Let’s not forget that 20 people lost their lives for no reason that day. The passengers included two Australian tourists, two European Union officials, and a group of Polynesian environmental and tourism officials.
A memorial was erected in memory of the 20 victims onboard Air Moorea Flight 1121 and can be found near the airport. A single large stone stands at the top of three rows of steps, angled toward the final resting place of Flight 1121. On a plaque are the names of all 20 people onboard.
In 2017, the families of the victims of Air Moorea Flight 1121 made a renewed effort to take aviation officials to court over the crash.

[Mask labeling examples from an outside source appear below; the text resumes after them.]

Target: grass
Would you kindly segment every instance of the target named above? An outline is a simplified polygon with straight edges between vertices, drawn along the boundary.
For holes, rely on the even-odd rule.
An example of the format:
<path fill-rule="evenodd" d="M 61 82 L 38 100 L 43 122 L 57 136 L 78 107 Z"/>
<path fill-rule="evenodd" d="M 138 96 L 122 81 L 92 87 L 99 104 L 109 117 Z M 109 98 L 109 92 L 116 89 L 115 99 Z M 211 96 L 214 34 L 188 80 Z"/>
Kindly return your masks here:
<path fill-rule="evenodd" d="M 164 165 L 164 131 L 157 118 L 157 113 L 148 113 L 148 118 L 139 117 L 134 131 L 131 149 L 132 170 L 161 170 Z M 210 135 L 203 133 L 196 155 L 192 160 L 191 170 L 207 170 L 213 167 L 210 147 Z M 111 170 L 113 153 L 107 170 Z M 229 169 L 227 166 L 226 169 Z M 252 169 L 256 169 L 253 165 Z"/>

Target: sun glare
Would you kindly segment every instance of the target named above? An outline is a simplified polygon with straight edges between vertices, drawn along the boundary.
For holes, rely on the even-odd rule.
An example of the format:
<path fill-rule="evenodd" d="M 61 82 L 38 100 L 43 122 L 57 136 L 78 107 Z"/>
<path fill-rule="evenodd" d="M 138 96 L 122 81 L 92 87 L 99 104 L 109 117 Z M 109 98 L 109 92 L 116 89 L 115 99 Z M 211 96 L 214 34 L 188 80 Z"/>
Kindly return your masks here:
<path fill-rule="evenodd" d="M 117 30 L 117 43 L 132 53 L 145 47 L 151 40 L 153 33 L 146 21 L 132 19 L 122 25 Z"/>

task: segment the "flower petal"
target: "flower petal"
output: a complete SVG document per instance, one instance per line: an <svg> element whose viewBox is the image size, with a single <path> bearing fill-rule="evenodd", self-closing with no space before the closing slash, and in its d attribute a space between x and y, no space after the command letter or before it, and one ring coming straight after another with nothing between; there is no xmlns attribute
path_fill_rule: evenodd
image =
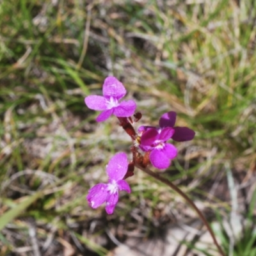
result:
<svg viewBox="0 0 256 256"><path fill-rule="evenodd" d="M131 188L129 184L124 180L120 180L117 182L119 190L125 190L128 193L131 193Z"/></svg>
<svg viewBox="0 0 256 256"><path fill-rule="evenodd" d="M107 109L107 100L102 96L90 95L84 99L86 105L91 109L105 110Z"/></svg>
<svg viewBox="0 0 256 256"><path fill-rule="evenodd" d="M178 154L178 150L172 144L169 143L165 143L164 147L161 151L165 154L166 157L170 159L176 157Z"/></svg>
<svg viewBox="0 0 256 256"><path fill-rule="evenodd" d="M159 135L156 128L148 129L141 135L141 145L142 146L150 146L158 139Z"/></svg>
<svg viewBox="0 0 256 256"><path fill-rule="evenodd" d="M115 207L118 202L118 192L116 192L113 194L109 194L109 196L107 198L106 204L106 211L108 214L112 214L114 212Z"/></svg>
<svg viewBox="0 0 256 256"><path fill-rule="evenodd" d="M165 113L161 116L159 126L161 127L173 127L176 122L176 112L170 111Z"/></svg>
<svg viewBox="0 0 256 256"><path fill-rule="evenodd" d="M148 130L148 129L155 128L154 126L149 125L141 125L138 129L138 132L140 134L143 133L146 131Z"/></svg>
<svg viewBox="0 0 256 256"><path fill-rule="evenodd" d="M174 127L175 132L172 138L176 141L187 141L194 138L195 132L188 127Z"/></svg>
<svg viewBox="0 0 256 256"><path fill-rule="evenodd" d="M116 154L107 165L107 173L110 179L118 181L124 178L128 169L128 159L125 153Z"/></svg>
<svg viewBox="0 0 256 256"><path fill-rule="evenodd" d="M118 100L122 98L126 94L126 90L123 84L113 76L106 78L103 84L103 96L109 99L113 97Z"/></svg>
<svg viewBox="0 0 256 256"><path fill-rule="evenodd" d="M154 149L149 155L149 159L153 166L158 169L165 169L171 164L170 159L161 150Z"/></svg>
<svg viewBox="0 0 256 256"><path fill-rule="evenodd" d="M108 195L107 188L108 184L99 183L89 190L86 199L92 208L97 208L106 202Z"/></svg>
<svg viewBox="0 0 256 256"><path fill-rule="evenodd" d="M166 141L172 138L174 134L174 129L172 127L165 127L160 132L159 140Z"/></svg>
<svg viewBox="0 0 256 256"><path fill-rule="evenodd" d="M134 113L136 104L132 100L123 101L114 108L114 115L116 116L131 116Z"/></svg>
<svg viewBox="0 0 256 256"><path fill-rule="evenodd" d="M97 117L97 122L102 122L107 120L113 113L113 108L108 110L105 110L104 111L100 113L100 115Z"/></svg>

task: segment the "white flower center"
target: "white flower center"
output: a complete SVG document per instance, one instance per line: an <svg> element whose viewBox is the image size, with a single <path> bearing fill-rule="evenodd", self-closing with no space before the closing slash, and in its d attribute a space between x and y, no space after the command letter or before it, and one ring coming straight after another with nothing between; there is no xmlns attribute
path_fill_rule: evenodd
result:
<svg viewBox="0 0 256 256"><path fill-rule="evenodd" d="M118 186L115 180L112 180L111 183L108 184L107 190L109 191L110 194L114 194L118 191Z"/></svg>
<svg viewBox="0 0 256 256"><path fill-rule="evenodd" d="M162 149L164 147L164 142L160 140L156 140L154 144L156 145L155 148Z"/></svg>
<svg viewBox="0 0 256 256"><path fill-rule="evenodd" d="M111 109L113 108L117 107L119 105L117 99L111 97L109 100L107 101L107 108Z"/></svg>

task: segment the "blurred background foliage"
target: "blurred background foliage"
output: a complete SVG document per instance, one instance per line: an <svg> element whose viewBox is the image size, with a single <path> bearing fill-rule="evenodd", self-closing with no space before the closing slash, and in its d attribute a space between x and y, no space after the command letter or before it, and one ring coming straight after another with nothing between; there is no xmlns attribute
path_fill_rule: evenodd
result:
<svg viewBox="0 0 256 256"><path fill-rule="evenodd" d="M113 215L88 207L109 158L131 145L114 117L97 124L84 104L109 75L136 101L138 125L172 110L196 131L162 174L212 221L227 255L255 255L253 1L9 0L0 17L1 255L105 255L197 220L139 171ZM196 234L173 255L216 255Z"/></svg>

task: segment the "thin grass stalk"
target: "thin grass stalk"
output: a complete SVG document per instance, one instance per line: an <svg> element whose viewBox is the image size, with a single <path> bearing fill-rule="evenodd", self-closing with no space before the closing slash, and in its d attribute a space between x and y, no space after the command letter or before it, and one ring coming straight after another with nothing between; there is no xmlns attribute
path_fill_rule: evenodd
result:
<svg viewBox="0 0 256 256"><path fill-rule="evenodd" d="M151 170L147 168L144 168L141 166L137 163L135 163L135 166L141 170L141 171L145 172L147 174L153 177L156 179L161 181L163 183L164 183L166 185L168 186L170 188L173 189L175 191L176 191L177 193L180 195L181 196L182 196L189 205L192 207L192 208L196 212L196 213L198 214L199 218L201 219L202 221L204 223L204 224L205 225L206 228L207 228L208 231L209 232L211 237L212 237L213 241L216 246L218 250L219 251L220 253L222 256L225 256L223 251L222 250L221 248L219 245L217 239L216 239L215 235L213 233L210 225L209 225L207 221L205 219L205 217L204 216L204 214L202 213L202 212L199 210L199 209L196 207L196 205L194 204L194 202L184 193L182 192L177 186L176 186L174 184L167 180L166 179L161 177L160 175L158 173L156 173L154 172L152 172Z"/></svg>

The case first went to court in 2018 when at the insistence of the victims' families the airline employees and aviation officials were charged with involuntary homicide.
Also in 2018, in a separate decision the court of appeals ruled that $3.3 million had to be paid in compensation to the families of the victims. Finally, in January of 2021, after a long legal proceeding and appeals process, The French Polynesia Court of Appeal confirmed the prison sentences of three former executives and one other employee of Air Moorea for the deaths of the 20 passengers.
The former general director of Air Moorea, Freddy Chanseau, was sentenced to 36 months in prison, 18 of which were suspended. The airline itself, which ceased operations in 2010 and merged into Air Tahiti subsidiary Air Archipels the following year, was subjected to a fine of around EUR200,000 euros (USD220,000). Air Moorea’s former technical director, Jacques Gobin, was given a three-year prison sentence of which two years were suspended. The former head of the French Polynesian government's air safety unit was also given a three-year prison sentence, 18 months of which were suspended. One more Air Moorea employee was sentenced, while two others were acquitted on appeal. As of early 2021, the lawyer for the company and the convicted General Director of Air Moorea pledged to appeal.